I’m hoping your boyfriend might already be established and can help?

Yes. He already lives there and is being a huge help. He is also arriving here a few days before the move to help me finish packing and doing the drive with me.

What's been the hardest points of moving for you in the past? For me (as an example), I pack and clean quite well, but I get a migraine moving day. I plan around that, and it definitely makes it easiest for me.

Hmm.. good question. I think probably right about where I'm at? The build up before the move. When I know there's all these things I will need to do but there's a limit to what I can do. And this life is all settled but I can't start my new life yet. That and maybe months after the move. When I'm unpacked and settled in and the dust has settled down and I suddenly have the space to miss my old life.

What do you usually do to help insiders feel safe?

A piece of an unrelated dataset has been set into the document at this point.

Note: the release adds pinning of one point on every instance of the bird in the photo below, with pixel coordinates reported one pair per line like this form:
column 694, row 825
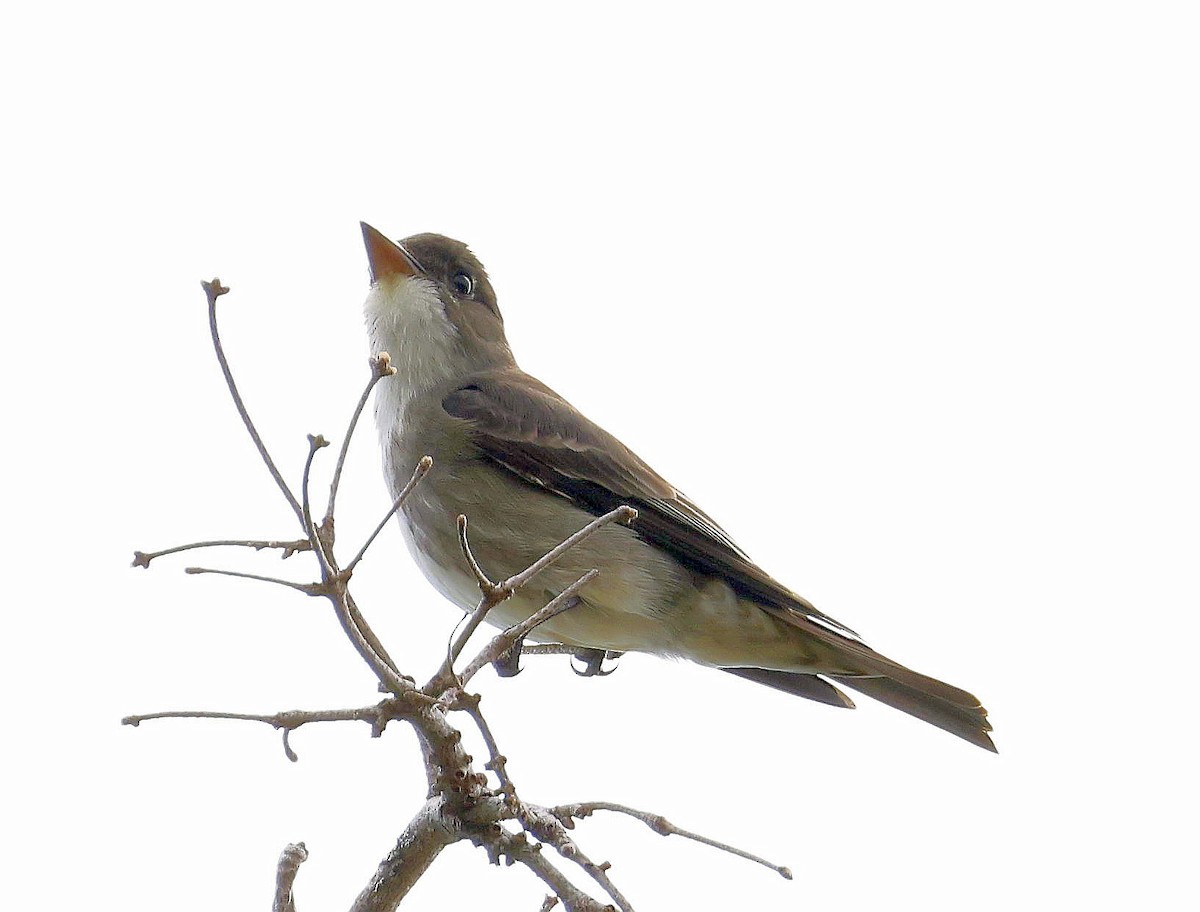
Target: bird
column 528, row 469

Wait, I'm supposed to do that? Heh. Give them time to cuddle with the animals or Tat. Do some art. Sometimes read
 
Was just thinking, what helps me sometimes is visualising things. I imagine doing that with little child me and parts of me. Like when I was running and getting triggered: I visualised the triggered parts running with me, making it fun for them, high-fiving them, and that seemed to make them feel included and safe and ok.
Do things like that work for all of you?